Data and tools of the paper "Demystifying and Assessing Code Understandability in Java Decompilation"

Citation Author(s):
Ruixin
Qin
Submitted by:
Ruixin Qin
Last updated:
Wed, 06/19/2024 - 09:20
DOI:
10.21227/r91g-ka53
License:
0
0 ratings - Please login to submit your rating.

Abstract 

The dataset accompanying the paper "Demystifying and Assessing Code Understandability in Java Decompilation" is structured to facilitate a comprehensive analysis of code understandability in Java decompilation. The data is organized into two main directories: data/original and data/testset, representing the original dataset and the test set, respectively. Each directory encompasses three components. First, the code directory contains experimental data, including source code and corresponding decompiled code produced by three decompilers: CFR, Fernflower, and Jadx. Second, the results directory holds the outcomes of various metrics calculations pertinent to the study. Lastly, the annotated dataset files provide a comparative analysis of the relative understandability of decompiled files against the original source files. This dataset is integral for evaluating and comparing the effectiveness of different metrics in assessing the code understandability in the context of decompilation.

Instructions: 

Data

Our data in the directory `data/` includes two directories `data/original` and `data/testset`, representing the original data set and the test set. Both directories include three parts:
1. Experimental data including source code and corresponding code decompiled by CFR, Fernflower and Jadx respectively in directory `code`.
2. Calculation results in directory `results`.
3. The annotated dataset `relative_understandability_<original/testset>.csv` denotes the relative understandability of the file decompiled by the decompiler compared to the original file, in which -1, indicating that the decompiled file is less understandable than the original file; 0, signifying equivalent; and 1, indicating more understandable.

Tools

Our tools in the directory `tool/` includes tools for assessing the understandability of decompiled code with perplexity, Cognitive Complexity and Cognitive Complexity for Decompilation.

Environment
- System: Ubuntu 20.04
- Python: python 3.10
pip install kenlm
pip install javalang
- Java: JDK >= 11

Perplexity Calculator

`perplexity_calculator.py` calculates the perplexity of n-gram models for a Java file.
`5-gram.binary` is our 5-gram language model.

Usage:
> python perplexity_calculator.py <5-gram.binary> <file>
Where <5-gram.binary> represents path to the n-gram model, <file> represents the Java file to be evaluated.

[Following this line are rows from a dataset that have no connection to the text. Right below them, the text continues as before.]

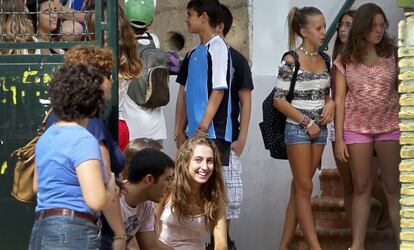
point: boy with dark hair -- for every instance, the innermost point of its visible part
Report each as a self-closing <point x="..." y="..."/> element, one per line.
<point x="149" y="176"/>
<point x="241" y="87"/>
<point x="203" y="98"/>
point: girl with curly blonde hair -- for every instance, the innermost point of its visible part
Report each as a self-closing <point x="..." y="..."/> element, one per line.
<point x="197" y="203"/>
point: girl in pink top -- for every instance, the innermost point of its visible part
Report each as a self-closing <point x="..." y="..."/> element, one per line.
<point x="367" y="115"/>
<point x="197" y="203"/>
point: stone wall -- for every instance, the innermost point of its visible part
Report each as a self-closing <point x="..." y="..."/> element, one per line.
<point x="170" y="27"/>
<point x="406" y="88"/>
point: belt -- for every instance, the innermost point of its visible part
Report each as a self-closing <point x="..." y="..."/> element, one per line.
<point x="65" y="212"/>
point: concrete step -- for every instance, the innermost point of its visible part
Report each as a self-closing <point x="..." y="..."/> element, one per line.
<point x="338" y="239"/>
<point x="331" y="183"/>
<point x="329" y="212"/>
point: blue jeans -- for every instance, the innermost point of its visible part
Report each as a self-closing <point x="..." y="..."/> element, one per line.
<point x="294" y="134"/>
<point x="62" y="232"/>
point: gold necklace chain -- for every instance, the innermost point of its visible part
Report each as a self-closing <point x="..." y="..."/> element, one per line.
<point x="307" y="52"/>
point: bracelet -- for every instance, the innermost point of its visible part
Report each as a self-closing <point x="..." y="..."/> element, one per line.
<point x="304" y="122"/>
<point x="120" y="237"/>
<point x="310" y="124"/>
<point x="201" y="132"/>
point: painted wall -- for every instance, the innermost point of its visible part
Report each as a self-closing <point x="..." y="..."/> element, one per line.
<point x="267" y="181"/>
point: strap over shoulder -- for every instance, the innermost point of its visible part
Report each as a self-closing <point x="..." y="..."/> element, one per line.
<point x="327" y="60"/>
<point x="294" y="55"/>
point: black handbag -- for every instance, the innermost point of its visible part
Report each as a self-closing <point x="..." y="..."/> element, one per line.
<point x="273" y="124"/>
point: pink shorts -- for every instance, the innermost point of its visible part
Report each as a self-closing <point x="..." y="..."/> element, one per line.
<point x="353" y="138"/>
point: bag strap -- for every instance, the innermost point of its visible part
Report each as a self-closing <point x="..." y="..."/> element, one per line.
<point x="295" y="56"/>
<point x="327" y="60"/>
<point x="43" y="124"/>
<point x="38" y="133"/>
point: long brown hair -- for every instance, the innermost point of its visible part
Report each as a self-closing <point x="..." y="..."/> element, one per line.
<point x="338" y="45"/>
<point x="212" y="193"/>
<point x="130" y="65"/>
<point x="361" y="27"/>
<point x="15" y="25"/>
<point x="297" y="19"/>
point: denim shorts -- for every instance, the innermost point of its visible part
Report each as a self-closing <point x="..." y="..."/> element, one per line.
<point x="63" y="232"/>
<point x="294" y="134"/>
<point x="234" y="184"/>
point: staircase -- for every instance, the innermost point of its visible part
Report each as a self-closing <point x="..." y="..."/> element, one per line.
<point x="332" y="227"/>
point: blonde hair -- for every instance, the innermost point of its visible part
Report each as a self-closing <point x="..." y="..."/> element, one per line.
<point x="212" y="193"/>
<point x="130" y="64"/>
<point x="15" y="27"/>
<point x="297" y="19"/>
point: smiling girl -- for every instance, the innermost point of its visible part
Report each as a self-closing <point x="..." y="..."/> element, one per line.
<point x="197" y="202"/>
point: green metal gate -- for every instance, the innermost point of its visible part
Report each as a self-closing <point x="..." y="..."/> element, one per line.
<point x="24" y="101"/>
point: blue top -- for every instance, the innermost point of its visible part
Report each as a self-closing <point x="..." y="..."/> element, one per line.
<point x="98" y="128"/>
<point x="204" y="69"/>
<point x="58" y="152"/>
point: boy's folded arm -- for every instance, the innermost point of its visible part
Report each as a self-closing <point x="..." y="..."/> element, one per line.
<point x="212" y="106"/>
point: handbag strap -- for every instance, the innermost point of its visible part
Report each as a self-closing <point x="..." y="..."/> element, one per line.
<point x="43" y="124"/>
<point x="295" y="56"/>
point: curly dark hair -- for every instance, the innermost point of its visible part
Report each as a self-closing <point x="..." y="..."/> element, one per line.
<point x="75" y="92"/>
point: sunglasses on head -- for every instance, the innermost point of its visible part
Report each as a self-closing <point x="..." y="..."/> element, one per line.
<point x="107" y="74"/>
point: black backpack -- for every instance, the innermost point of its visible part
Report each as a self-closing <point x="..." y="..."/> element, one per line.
<point x="273" y="125"/>
<point x="151" y="89"/>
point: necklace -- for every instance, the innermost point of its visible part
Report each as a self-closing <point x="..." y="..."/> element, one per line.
<point x="307" y="52"/>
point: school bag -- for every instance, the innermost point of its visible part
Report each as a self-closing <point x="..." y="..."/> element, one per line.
<point x="272" y="127"/>
<point x="151" y="89"/>
<point x="24" y="170"/>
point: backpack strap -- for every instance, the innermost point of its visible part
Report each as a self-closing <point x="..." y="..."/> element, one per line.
<point x="295" y="56"/>
<point x="327" y="60"/>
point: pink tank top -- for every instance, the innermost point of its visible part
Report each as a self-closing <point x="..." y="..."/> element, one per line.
<point x="371" y="103"/>
<point x="187" y="234"/>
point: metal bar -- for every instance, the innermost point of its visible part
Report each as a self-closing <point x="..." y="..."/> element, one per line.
<point x="332" y="28"/>
<point x="112" y="17"/>
<point x="98" y="23"/>
<point x="31" y="59"/>
<point x="44" y="45"/>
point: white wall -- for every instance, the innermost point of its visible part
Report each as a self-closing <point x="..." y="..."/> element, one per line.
<point x="266" y="181"/>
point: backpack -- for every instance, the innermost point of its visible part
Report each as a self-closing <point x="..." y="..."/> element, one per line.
<point x="272" y="127"/>
<point x="151" y="89"/>
<point x="25" y="166"/>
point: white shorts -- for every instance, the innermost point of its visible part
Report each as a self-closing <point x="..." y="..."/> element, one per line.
<point x="233" y="181"/>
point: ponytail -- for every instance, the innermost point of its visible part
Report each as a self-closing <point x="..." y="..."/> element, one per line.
<point x="297" y="19"/>
<point x="291" y="28"/>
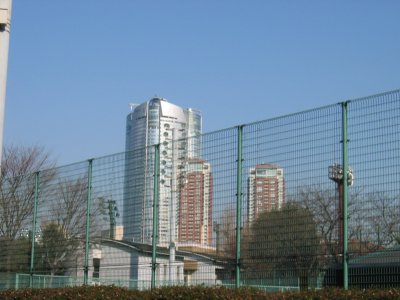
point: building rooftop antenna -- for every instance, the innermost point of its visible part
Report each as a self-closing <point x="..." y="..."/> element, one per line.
<point x="133" y="105"/>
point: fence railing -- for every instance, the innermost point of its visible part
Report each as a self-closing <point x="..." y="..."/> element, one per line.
<point x="306" y="200"/>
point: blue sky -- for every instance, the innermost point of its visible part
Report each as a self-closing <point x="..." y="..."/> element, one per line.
<point x="75" y="65"/>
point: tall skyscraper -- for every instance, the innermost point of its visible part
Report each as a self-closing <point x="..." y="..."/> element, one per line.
<point x="178" y="131"/>
<point x="266" y="190"/>
<point x="195" y="203"/>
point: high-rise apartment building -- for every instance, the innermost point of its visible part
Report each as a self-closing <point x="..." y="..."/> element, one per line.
<point x="266" y="190"/>
<point x="195" y="203"/>
<point x="178" y="131"/>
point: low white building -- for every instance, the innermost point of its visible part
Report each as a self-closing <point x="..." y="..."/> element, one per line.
<point x="128" y="264"/>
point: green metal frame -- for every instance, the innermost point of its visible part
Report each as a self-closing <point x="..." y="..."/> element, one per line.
<point x="345" y="196"/>
<point x="155" y="214"/>
<point x="36" y="198"/>
<point x="88" y="206"/>
<point x="239" y="201"/>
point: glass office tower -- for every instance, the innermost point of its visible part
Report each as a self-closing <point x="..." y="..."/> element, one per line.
<point x="178" y="131"/>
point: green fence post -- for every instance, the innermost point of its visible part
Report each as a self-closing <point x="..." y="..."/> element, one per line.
<point x="155" y="214"/>
<point x="88" y="205"/>
<point x="345" y="196"/>
<point x="239" y="201"/>
<point x="36" y="198"/>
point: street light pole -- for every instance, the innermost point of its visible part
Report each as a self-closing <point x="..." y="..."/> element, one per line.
<point x="5" y="24"/>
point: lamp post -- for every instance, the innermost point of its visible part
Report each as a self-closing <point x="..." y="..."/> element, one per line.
<point x="335" y="173"/>
<point x="5" y="24"/>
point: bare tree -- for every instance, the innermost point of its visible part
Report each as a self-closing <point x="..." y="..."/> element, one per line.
<point x="17" y="187"/>
<point x="282" y="243"/>
<point x="64" y="235"/>
<point x="383" y="222"/>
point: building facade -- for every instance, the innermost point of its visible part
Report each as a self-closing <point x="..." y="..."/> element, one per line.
<point x="195" y="203"/>
<point x="178" y="131"/>
<point x="266" y="190"/>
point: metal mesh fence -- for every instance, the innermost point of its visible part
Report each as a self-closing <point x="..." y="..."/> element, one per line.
<point x="306" y="200"/>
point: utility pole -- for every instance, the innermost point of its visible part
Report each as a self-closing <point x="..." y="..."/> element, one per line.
<point x="5" y="24"/>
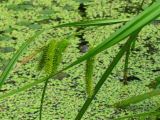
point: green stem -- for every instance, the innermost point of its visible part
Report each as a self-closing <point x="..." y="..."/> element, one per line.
<point x="42" y="98"/>
<point x="104" y="77"/>
<point x="125" y="75"/>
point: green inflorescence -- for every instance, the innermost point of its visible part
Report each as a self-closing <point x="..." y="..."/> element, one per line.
<point x="89" y="76"/>
<point x="52" y="56"/>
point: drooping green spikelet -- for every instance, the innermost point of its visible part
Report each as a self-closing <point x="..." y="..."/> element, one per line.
<point x="42" y="59"/>
<point x="61" y="46"/>
<point x="51" y="51"/>
<point x="89" y="77"/>
<point x="52" y="56"/>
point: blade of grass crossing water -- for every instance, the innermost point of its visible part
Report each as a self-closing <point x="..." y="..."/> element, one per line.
<point x="138" y="22"/>
<point x="148" y="15"/>
<point x="136" y="99"/>
<point x="145" y="114"/>
<point x="105" y="76"/>
<point x="15" y="58"/>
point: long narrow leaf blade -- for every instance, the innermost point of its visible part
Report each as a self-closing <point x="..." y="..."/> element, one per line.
<point x="145" y="114"/>
<point x="106" y="74"/>
<point x="15" y="58"/>
<point x="138" y="22"/>
<point x="138" y="98"/>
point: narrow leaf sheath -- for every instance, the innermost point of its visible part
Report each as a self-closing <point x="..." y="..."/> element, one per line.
<point x="89" y="76"/>
<point x="51" y="51"/>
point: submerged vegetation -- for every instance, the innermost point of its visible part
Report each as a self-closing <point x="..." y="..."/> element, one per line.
<point x="96" y="59"/>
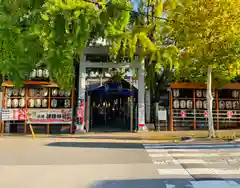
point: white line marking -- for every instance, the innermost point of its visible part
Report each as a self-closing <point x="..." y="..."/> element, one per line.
<point x="194" y="154"/>
<point x="212" y="184"/>
<point x="225" y="171"/>
<point x="172" y="171"/>
<point x="188" y="146"/>
<point x="197" y="171"/>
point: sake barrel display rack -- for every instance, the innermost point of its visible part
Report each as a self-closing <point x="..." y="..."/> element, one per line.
<point x="188" y="107"/>
<point x="39" y="103"/>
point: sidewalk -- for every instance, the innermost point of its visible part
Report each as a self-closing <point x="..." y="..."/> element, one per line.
<point x="140" y="137"/>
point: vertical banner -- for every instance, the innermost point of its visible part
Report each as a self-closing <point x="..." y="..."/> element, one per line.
<point x="80" y="114"/>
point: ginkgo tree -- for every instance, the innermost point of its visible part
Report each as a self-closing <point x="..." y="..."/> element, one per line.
<point x="54" y="33"/>
<point x="208" y="34"/>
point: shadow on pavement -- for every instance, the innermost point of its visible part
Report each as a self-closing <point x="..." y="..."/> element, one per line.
<point x="125" y="145"/>
<point x="97" y="145"/>
<point x="102" y="137"/>
<point x="167" y="183"/>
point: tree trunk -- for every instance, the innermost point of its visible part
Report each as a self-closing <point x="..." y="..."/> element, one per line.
<point x="209" y="103"/>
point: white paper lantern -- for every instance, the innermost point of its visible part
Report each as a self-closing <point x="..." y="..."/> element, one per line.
<point x="221" y="104"/>
<point x="9" y="103"/>
<point x="9" y="92"/>
<point x="45" y="73"/>
<point x="15" y="92"/>
<point x="54" y="92"/>
<point x="33" y="73"/>
<point x="22" y="102"/>
<point x="39" y="73"/>
<point x="176" y="92"/>
<point x="235" y="93"/>
<point x="22" y="92"/>
<point x="176" y="103"/>
<point x="189" y="104"/>
<point x="67" y="103"/>
<point x="235" y="105"/>
<point x="44" y="92"/>
<point x="198" y="104"/>
<point x="183" y="104"/>
<point x="199" y="93"/>
<point x="37" y="103"/>
<point x="61" y="93"/>
<point x="15" y="103"/>
<point x="44" y="103"/>
<point x="54" y="103"/>
<point x="31" y="103"/>
<point x="67" y="93"/>
<point x="205" y="104"/>
<point x="229" y="104"/>
<point x="31" y="92"/>
<point x="204" y="93"/>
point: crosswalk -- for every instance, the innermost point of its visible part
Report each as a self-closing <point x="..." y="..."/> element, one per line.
<point x="197" y="163"/>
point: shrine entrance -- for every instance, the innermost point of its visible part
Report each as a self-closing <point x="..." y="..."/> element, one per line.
<point x="110" y="107"/>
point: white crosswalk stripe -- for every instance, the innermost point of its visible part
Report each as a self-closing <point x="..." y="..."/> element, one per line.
<point x="200" y="161"/>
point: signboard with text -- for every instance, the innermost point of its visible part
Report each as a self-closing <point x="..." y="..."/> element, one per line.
<point x="49" y="116"/>
<point x="13" y="114"/>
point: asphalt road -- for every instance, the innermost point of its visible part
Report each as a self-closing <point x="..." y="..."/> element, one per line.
<point x="42" y="163"/>
<point x="74" y="163"/>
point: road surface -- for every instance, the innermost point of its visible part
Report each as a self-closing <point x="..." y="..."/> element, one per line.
<point x="70" y="163"/>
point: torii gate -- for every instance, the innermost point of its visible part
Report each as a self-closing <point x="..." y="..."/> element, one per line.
<point x="137" y="65"/>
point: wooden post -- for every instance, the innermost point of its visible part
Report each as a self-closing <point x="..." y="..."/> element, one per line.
<point x="194" y="109"/>
<point x="49" y="106"/>
<point x="171" y="113"/>
<point x="26" y="107"/>
<point x="217" y="109"/>
<point x="3" y="106"/>
<point x="73" y="107"/>
<point x="32" y="131"/>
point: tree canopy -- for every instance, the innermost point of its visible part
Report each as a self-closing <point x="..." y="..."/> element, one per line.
<point x="55" y="32"/>
<point x="208" y="33"/>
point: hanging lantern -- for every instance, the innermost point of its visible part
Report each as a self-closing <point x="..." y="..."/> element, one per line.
<point x="9" y="103"/>
<point x="67" y="93"/>
<point x="199" y="93"/>
<point x="15" y="103"/>
<point x="37" y="103"/>
<point x="221" y="104"/>
<point x="54" y="92"/>
<point x="204" y="93"/>
<point x="176" y="92"/>
<point x="22" y="92"/>
<point x="45" y="73"/>
<point x="54" y="103"/>
<point x="44" y="92"/>
<point x="31" y="92"/>
<point x="39" y="73"/>
<point x="31" y="103"/>
<point x="15" y="92"/>
<point x="198" y="104"/>
<point x="235" y="105"/>
<point x="22" y="102"/>
<point x="61" y="93"/>
<point x="229" y="104"/>
<point x="234" y="93"/>
<point x="205" y="104"/>
<point x="176" y="103"/>
<point x="33" y="73"/>
<point x="44" y="103"/>
<point x="9" y="92"/>
<point x="183" y="104"/>
<point x="67" y="103"/>
<point x="189" y="104"/>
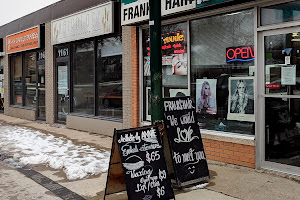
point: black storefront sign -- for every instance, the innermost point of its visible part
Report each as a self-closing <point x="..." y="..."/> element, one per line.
<point x="188" y="156"/>
<point x="143" y="163"/>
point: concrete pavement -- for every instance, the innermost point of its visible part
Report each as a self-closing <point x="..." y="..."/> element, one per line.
<point x="228" y="182"/>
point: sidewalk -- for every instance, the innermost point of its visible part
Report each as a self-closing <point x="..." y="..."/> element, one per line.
<point x="228" y="182"/>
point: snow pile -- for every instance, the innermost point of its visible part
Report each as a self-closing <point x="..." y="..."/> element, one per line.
<point x="34" y="147"/>
<point x="200" y="186"/>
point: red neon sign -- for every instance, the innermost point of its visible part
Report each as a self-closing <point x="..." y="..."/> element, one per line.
<point x="240" y="54"/>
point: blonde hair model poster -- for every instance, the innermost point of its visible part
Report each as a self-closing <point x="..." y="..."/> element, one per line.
<point x="241" y="99"/>
<point x="206" y="96"/>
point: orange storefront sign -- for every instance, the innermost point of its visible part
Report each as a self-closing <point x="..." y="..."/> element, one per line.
<point x="25" y="40"/>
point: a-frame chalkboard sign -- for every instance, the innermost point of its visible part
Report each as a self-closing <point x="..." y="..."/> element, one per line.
<point x="187" y="152"/>
<point x="140" y="163"/>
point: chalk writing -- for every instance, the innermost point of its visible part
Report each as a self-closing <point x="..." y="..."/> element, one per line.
<point x="143" y="162"/>
<point x="185" y="135"/>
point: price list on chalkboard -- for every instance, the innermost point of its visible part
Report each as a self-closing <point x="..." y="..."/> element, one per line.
<point x="143" y="163"/>
<point x="188" y="156"/>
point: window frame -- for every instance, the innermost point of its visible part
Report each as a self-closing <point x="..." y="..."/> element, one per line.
<point x="188" y="19"/>
<point x="71" y="45"/>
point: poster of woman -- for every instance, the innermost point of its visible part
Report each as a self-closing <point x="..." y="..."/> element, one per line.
<point x="241" y="99"/>
<point x="206" y="96"/>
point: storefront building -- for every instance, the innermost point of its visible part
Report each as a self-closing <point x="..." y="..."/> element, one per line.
<point x="239" y="62"/>
<point x="1" y="77"/>
<point x="56" y="64"/>
<point x="88" y="64"/>
<point x="2" y="53"/>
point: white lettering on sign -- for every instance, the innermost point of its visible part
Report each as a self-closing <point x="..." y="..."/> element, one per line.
<point x="173" y="6"/>
<point x="138" y="10"/>
<point x="135" y="12"/>
<point x="178" y="105"/>
<point x="85" y="24"/>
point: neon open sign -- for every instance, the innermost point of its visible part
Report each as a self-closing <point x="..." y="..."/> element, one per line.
<point x="242" y="54"/>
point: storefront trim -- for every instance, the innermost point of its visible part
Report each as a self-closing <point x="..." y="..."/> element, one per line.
<point x="25" y="49"/>
<point x="262" y="32"/>
<point x="73" y="27"/>
<point x="96" y="117"/>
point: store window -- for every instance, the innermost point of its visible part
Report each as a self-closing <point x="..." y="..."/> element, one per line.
<point x="17" y="89"/>
<point x="174" y="61"/>
<point x="280" y="13"/>
<point x="110" y="77"/>
<point x="97" y="74"/>
<point x="222" y="71"/>
<point x="30" y="79"/>
<point x="83" y="78"/>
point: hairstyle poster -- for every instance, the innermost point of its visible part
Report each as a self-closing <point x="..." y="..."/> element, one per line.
<point x="241" y="99"/>
<point x="179" y="92"/>
<point x="206" y="96"/>
<point x="179" y="64"/>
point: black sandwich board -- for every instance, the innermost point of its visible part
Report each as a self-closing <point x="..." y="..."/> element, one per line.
<point x="143" y="164"/>
<point x="187" y="152"/>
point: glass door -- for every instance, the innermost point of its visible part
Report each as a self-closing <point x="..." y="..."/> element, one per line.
<point x="62" y="91"/>
<point x="41" y="106"/>
<point x="62" y="83"/>
<point x="40" y="86"/>
<point x="282" y="99"/>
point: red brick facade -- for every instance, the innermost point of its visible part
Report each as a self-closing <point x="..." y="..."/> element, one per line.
<point x="135" y="107"/>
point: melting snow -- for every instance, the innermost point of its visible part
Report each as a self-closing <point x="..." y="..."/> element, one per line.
<point x="34" y="147"/>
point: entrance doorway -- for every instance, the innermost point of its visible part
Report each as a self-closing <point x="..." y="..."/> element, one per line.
<point x="40" y="89"/>
<point x="281" y="99"/>
<point x="62" y="85"/>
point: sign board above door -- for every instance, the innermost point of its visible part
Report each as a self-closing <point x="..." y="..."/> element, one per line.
<point x="134" y="11"/>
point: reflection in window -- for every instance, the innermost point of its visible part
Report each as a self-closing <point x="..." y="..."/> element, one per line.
<point x="110" y="77"/>
<point x="282" y="59"/>
<point x="222" y="62"/>
<point x="30" y="79"/>
<point x="16" y="70"/>
<point x="283" y="130"/>
<point x="83" y="78"/>
<point x="289" y="11"/>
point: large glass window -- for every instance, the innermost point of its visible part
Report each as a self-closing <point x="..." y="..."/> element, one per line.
<point x="110" y="77"/>
<point x="83" y="78"/>
<point x="280" y="13"/>
<point x="174" y="61"/>
<point x="282" y="113"/>
<point x="30" y="79"/>
<point x="222" y="70"/>
<point x="16" y="70"/>
<point x="97" y="74"/>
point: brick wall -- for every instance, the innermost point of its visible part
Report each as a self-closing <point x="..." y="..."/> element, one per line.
<point x="238" y="154"/>
<point x="130" y="71"/>
<point x="135" y="78"/>
<point x="12" y="111"/>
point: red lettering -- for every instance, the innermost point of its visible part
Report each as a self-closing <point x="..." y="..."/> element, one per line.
<point x="237" y="51"/>
<point x="245" y="52"/>
<point x="228" y="54"/>
<point x="252" y="52"/>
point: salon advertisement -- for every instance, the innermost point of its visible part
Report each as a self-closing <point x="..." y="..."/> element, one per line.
<point x="241" y="99"/>
<point x="179" y="64"/>
<point x="206" y="96"/>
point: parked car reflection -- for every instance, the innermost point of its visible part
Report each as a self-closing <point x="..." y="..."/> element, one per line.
<point x="112" y="98"/>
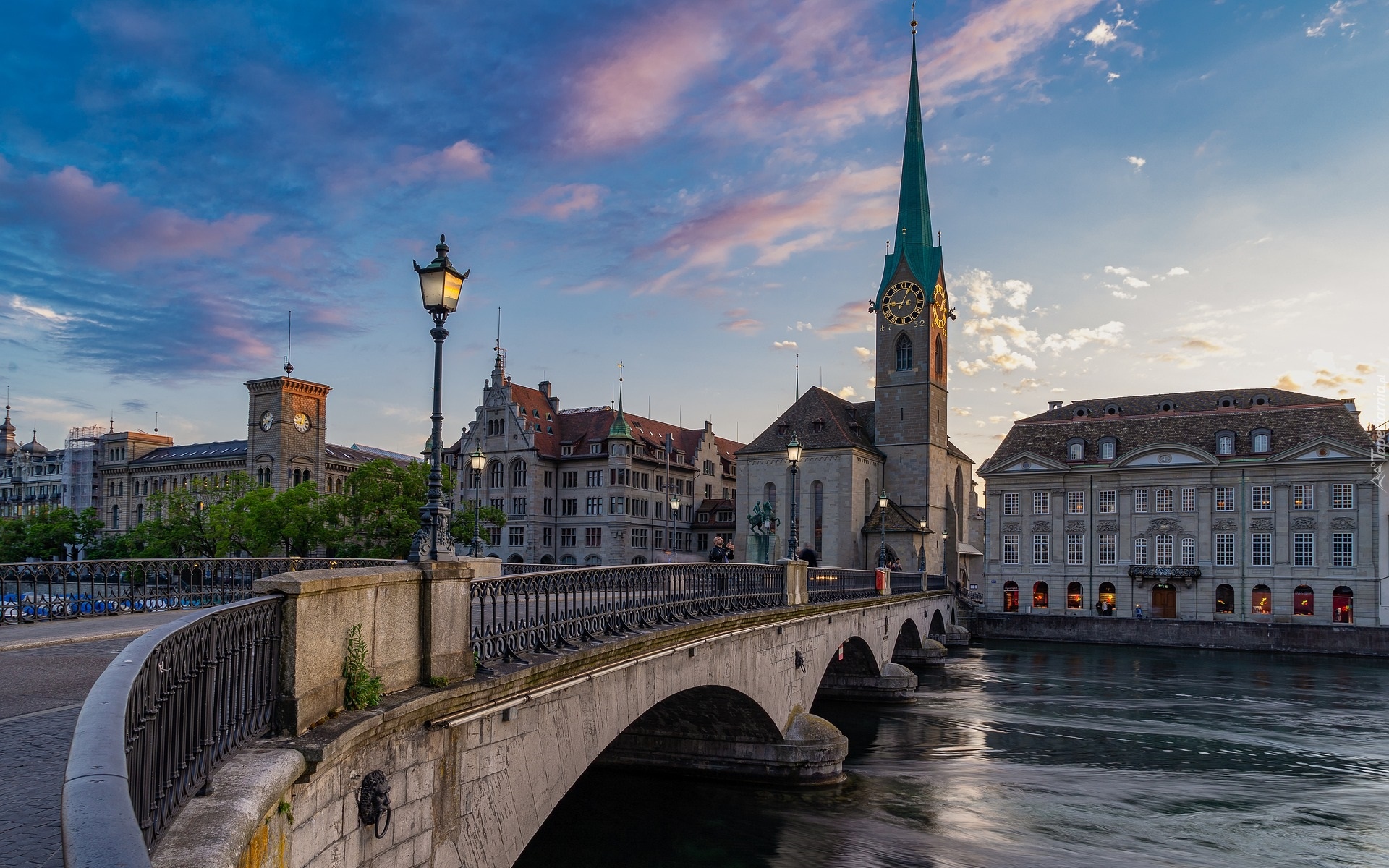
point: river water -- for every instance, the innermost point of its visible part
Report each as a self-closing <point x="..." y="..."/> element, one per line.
<point x="1038" y="756"/>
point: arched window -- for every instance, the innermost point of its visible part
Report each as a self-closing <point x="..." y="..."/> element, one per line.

Cognitive Complexity Calculator and Cognitive Complexity for Decompilation Calculator

`CognitiveComplexityCalculator-1.0.jar` calculates the Cognitive Complexity for Java files.
`CognitiveComplexityforDecompilationCalculator-1.0.jar` calculates the Cognitive Complexity for Decompilation for Java files.

Usage:
> java -jar CognitiveComplexityCalculator-1.0.jar <input_directory> <output_file>
> java -jar CognitiveComplexityforDecCalculator-1.0.jar <input_directory> <output_file>
Where <input_directory> represents the directory of all Java files to analyze, including all the files in the subdirectories. <output_file> represents where the output file is created.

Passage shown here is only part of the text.